The Royal Shakespeare Company has recently won the rights to stage Hilary Mantel’s Thomas Cromwell novels (Wolf Hall and Bring Up the Bodies) and fans may be able to see the plays as early as January 2014. Rumors of a BBC-TV series have inevitably led to discussion of who might play the great minister in what has been called “the hottest literary property in the western world” (Roger Allam?).
Hilary Mantel’s imagining of Cromwell has converted him from a ruthless careerist to a complicated, subtle, and ultimately sympathetic figure. When I read Mantel’s novels I was especially struck by his capacity for friendship.
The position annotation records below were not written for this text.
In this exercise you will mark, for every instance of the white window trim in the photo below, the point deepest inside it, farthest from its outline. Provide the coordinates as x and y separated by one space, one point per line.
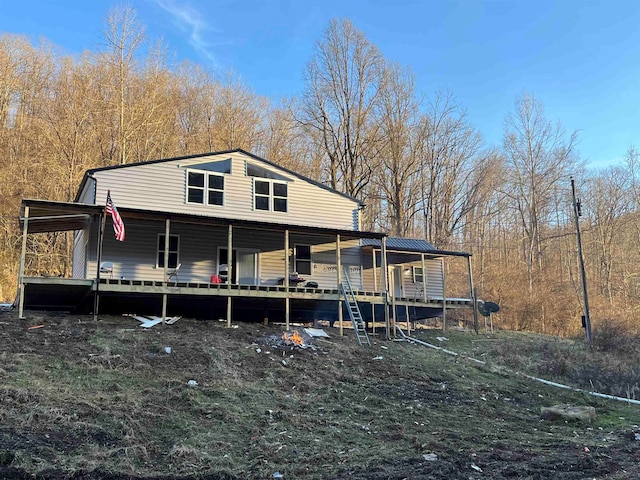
205 189
271 197
416 275
166 244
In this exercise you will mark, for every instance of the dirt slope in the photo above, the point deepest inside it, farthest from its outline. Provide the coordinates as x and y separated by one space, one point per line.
81 399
I had just been working on my book, Reading and Writing during the Dissolution: Monks, Friars, and Nuns 1530-1558. One of its chapters features the story of the unexpected friendship between Cromwell and a nun, Margaret Vernon. Her unparalleled administrative career as head of four different convents began when both she and he were relatively unknown. Vernon was prioress of St. Mary de Pre, a small house near St. Albans, and Cromwell was still working as Cardinal Wolsey’s right-hand man. The series of 21 letters she wrote him begin in the early 1520s and end with the closure of her last post, Malling Abbey, in 1538. Two years later Cromwell would be dead and she would be laicized.
None of Cromwell’s letters to her survive, but what is clear from her chatty and affectionate messages to him is their mutual regard (he sent his only son, Gregory, for his first schooling at her convent). Her advancement depended on his patronage and his loyalty to her remained strong, even during the dangerous 1530s when the closure of the monasteries led her to beg him to say what would happen to her. I was struck by the correspondence between Mantel’s nuanced picture of Henry VIII’s best servant and the historical evidence of Cromwell’s fidelity to his friend.